Rautaruukki is classified by Det Norske Veritas with a class notation of +1A1 ICE-1A+ Pusher and Pusher/Barge Unit E0. It has the highest Finnish-Swedish ice class, 1A Super, which means that the pusher is designed to operate in difficult ice conditions both alone and when coupled to a barge mainly without icebreaker assistance. While usually connected to a barge, Rautaruukki is also capable of operating independently. However, the low metacentric height of the pusher, only 0.5–0.6 m, results in large roll amplitudes and pitching, making the vessel very uncomfortable in severe weather. For this reason short transit journeys without a barge are done only when it is absolutely necessary.

The Finnpusku system uses a unique rigid coupling system, Wärtsilä Marine Locomotive, which consists of two hydraulic locking pins, one on each side of the pusher, and one fixed pin in the bow. The pusher can be connected to the barge at three different levels, removing the need to ballast the barge to the same draught as the pusher when not carrying cargo. In addition to mechanical coupling the pusher is connected to the barge by several electrical cables on the starboard side and flexible pipes on the port side.
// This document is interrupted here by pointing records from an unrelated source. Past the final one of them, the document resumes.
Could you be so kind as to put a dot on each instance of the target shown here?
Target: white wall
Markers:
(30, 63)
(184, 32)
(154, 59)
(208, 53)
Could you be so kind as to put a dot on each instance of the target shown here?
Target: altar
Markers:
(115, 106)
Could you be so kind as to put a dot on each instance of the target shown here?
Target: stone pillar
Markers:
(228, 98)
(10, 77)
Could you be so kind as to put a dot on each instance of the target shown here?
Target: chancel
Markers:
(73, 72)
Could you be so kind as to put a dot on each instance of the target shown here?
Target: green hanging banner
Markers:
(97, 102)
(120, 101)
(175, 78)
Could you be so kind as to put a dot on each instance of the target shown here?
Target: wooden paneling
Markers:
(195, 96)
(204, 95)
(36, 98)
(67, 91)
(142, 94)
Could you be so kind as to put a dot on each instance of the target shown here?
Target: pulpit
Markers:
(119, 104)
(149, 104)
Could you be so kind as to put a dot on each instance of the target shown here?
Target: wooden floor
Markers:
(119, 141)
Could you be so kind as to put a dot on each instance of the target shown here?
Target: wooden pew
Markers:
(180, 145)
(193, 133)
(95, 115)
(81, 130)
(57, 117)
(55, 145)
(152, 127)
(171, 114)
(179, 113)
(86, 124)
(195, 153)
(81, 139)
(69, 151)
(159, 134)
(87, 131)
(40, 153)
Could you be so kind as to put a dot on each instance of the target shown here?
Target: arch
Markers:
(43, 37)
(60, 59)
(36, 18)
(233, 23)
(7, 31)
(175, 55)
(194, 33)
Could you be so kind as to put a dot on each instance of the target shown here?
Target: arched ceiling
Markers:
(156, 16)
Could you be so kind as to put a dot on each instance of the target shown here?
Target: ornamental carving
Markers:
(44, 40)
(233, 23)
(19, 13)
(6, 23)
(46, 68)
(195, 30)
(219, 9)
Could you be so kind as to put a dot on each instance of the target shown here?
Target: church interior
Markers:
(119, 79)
The latter allow the pusher's fuel and freshwater tanks to be topped up from the much larger storage tanks of the barge.

One of the most prominent features of the pusher is the high superstructure rising 22 m from the waterline. In addition to accommodation, mess and dayroom for the crew of nine, it initially housed two bridges at different levels. The lower bridge on the third deck was originally intended to be used when the pusher is operating on its own without a barge, allowing more comfortable conditions for the crew — the chairs in the upper bridge on the seventh deck were equipped with seatbelts due to the large motions of the vessel when operating independently. However, the lower bridge was rarely used, and the space was later converted to an office. The upper bridge, with bridge wings extending beyond the pusher's breadth, is equipped to allow one man bridge operation.

=== Power and propulsion ===

Propulsion power is provided by two six-cylinder Sulzer 6ZAL40 4-stroke medium-speed diesel engines running on heavy fuel oil, manufactured under licence by Wärtsilä, each with a maximum continuous output of 3840 kW at 380 rpm, giving the combination a service speed of 13.4 kn. A Lohmann & Stolterfoht reduction gearbox connects the main engines to a propeller shaft driving a 4.7 m four-bladed Rauma-Repola Liaaen controllable-pitch propeller and a 900 kVa Strömberg shaft generator used to power the bow thruster in the barge. The main engines are equipped with steam-generating exhaust boilers to improve the overall efficiency of the power plant. Electricity is provided by two Wärtsilä-Vasa 4R22HF diesel engines, each producing 590 kW at 1,000 rpm, that are connected to 710 kVa Strömberg alternators. The auxiliary generating sets are mounted side by side above the propeller shaft due to the narrow hull. A 158 kW Volvo Penta TMD102A emergency generator is located on the main deck level in the smokestack.